# Multimeter reading double voltage [duplicate]

Using a multimeter and set it on 200V DC - that's the lowest on this meter.

Tested a 1.5V and it reads 2.8

Tested a 3V and it reads 6.

Just replaced the battery.

The meter is ETEKCITY.

Any suggestions?

• Buy a different meter? Is 200VDC really the smallest range? Can you post a picture? Commented Sep 14, 2020 at 15:04
• Well I'm measuring a 3V CR2032 battery - it says 3V on it. Yes 200V is the smallest - 200 and 500. I can see some inaccuracies but 2x - most probably something wrong with the meter. Time to buy another cheap one. Commented Sep 14, 2020 at 15:19
• And if you measured 0 volts it might read 1.3 volts - that's an absolute error of infinity or, relative to full-scale, an error of 0.65%. It's a numbers game. Commented Sep 14, 2020 at 15:24
• Replaced the battery. With a new one? Cheap multimeters read high when the battery is too low. Commented Sep 14, 2020 at 15:50
• Now we know you were measuring a DC voltage, using the AC voltage range of the DMM, then this existing question provides a good answer to explain that behavior: "Measuring AC voltage from DC battery". Voting to close this question as a duplicate of that one. Commented Sep 14, 2020 at 20:52

Figure 1. A comparison with an analogue meter. 1.5 volt will barely move the pointer and any reading will have little precision.
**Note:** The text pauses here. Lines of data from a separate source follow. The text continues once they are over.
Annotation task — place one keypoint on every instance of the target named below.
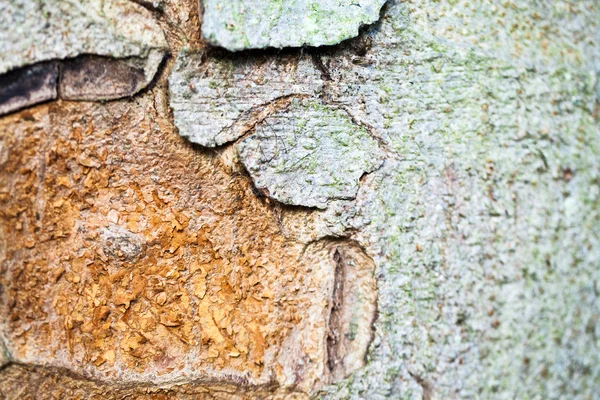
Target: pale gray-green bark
(458, 143)
(484, 219)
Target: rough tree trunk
(411, 213)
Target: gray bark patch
(217, 100)
(254, 24)
(309, 155)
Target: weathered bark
(413, 213)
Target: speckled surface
(482, 221)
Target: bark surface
(414, 213)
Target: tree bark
(410, 213)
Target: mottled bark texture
(413, 213)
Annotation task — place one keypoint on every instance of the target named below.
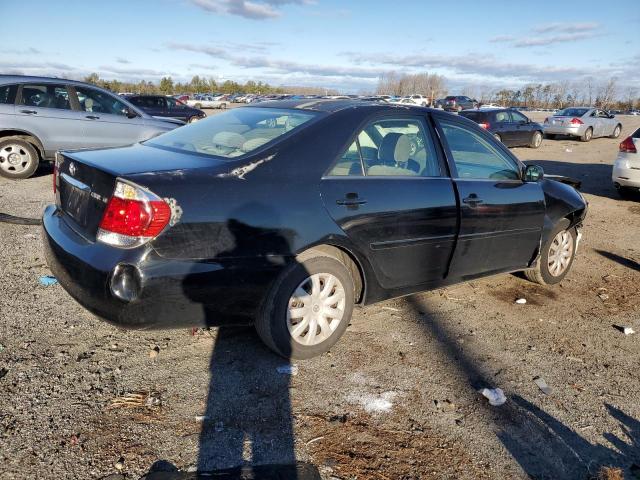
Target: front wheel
(536, 140)
(557, 256)
(18, 159)
(308, 308)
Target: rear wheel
(557, 256)
(536, 140)
(18, 158)
(616, 131)
(308, 308)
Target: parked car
(161, 106)
(207, 101)
(508, 126)
(40, 115)
(226, 244)
(626, 169)
(583, 122)
(459, 102)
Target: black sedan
(508, 126)
(289, 213)
(161, 106)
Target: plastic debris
(495, 396)
(287, 369)
(47, 280)
(542, 385)
(625, 330)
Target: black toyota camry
(289, 213)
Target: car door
(501, 216)
(106, 123)
(46, 111)
(389, 194)
(523, 128)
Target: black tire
(541, 274)
(616, 131)
(536, 140)
(271, 323)
(26, 150)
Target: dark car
(287, 214)
(161, 106)
(508, 126)
(456, 103)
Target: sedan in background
(194, 227)
(507, 126)
(626, 169)
(166, 107)
(582, 122)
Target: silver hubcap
(560, 253)
(316, 308)
(14, 158)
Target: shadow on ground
(542, 445)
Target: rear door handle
(472, 200)
(351, 199)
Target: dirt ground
(397, 398)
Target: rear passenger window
(46, 96)
(8, 93)
(475, 157)
(390, 147)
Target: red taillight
(628, 146)
(133, 216)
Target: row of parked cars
(39, 116)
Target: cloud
(567, 27)
(549, 40)
(255, 10)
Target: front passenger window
(475, 157)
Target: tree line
(198, 84)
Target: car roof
(331, 106)
(7, 79)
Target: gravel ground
(396, 398)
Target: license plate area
(75, 197)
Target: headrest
(396, 147)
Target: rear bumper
(626, 172)
(575, 131)
(172, 294)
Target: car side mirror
(533, 173)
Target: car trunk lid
(86, 179)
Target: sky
(342, 45)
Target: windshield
(233, 133)
(572, 112)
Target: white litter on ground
(371, 403)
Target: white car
(626, 169)
(207, 101)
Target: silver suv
(39, 116)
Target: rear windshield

A 200 V meter is not a suitable instrument for measuring a 1.5 V cell. The resolution isn't available at the accuracy you require. Digital meters have specifications for error typically as a percentage of full scale ± a couple of digits of the display. That's what you're seeing.

I've never seen a "multimeter" that had a minimum V DC range of 200 V. For low voltage measurement you'll need a more versatile meter.

I had the multimeter on AC voltage - duh!

I posted this also for other newbies running into the same issue.

I've added the correct symbols to look for in the image below

Now why in AC it reads double of what it should be in DC - there should be an interesting reason.

Thanks guys.

• Just gave this a try and can confirm a somewhat similar result. Likely it's a side effect of the method used to estimate RMS voltage when measuring an AC source, in the unexpected case where there's no sinusoidal variation. Also interesting is that I get no reading with the leads reversed! If someone wanted to have some fun, they could try pulsing a DC source at various rates, or researching how common meters actually do the measurement and math. Commented Sep 14, 2020 at 19:25
• dashman - Hi, Regarding: "Now why in AC it reads double of what it should be in DC" You can't ask questions in an answer. However I have linked some previous questions above, where some answers to those (especially this one) explain why you can see approximately 2x the DC voltage, on some DMMs, when measuring a DC voltage using the AC voltage ranges. Commented Sep 14, 2020 at 20:51
• @SamGibson - if that "i can't answer within a question" was serious. My "answer" was really I was a boob and had it in the wrong setting. Everyone can stand down. Re the question within the answer - I was just curious and thanks for the link. Commented Sep 14, 2020 at 22:19
• I don't see this as asking a question so much as explaining what happened and admitting that the precise reason why this mistake gives this reading is unknown. This is a valid answer as it resolves the asker's issue, but yes, closing the question as a duplicate of another where it has been previously observed and where there may be more explanation is appropriate. Commented Sep 14, 2020 at 23:07

if the minimum voltage range is 200V, the precision is a bit lower in your test range. the catalog should mention the resolution in every range. and there are a few calibration pots on the multimeter board if you open it up, and if the manufacturer deisignates them to find out which one controls which parameter.

I searched up etekcity and it seems they make a few applicanes and ordinary things, but not precision things.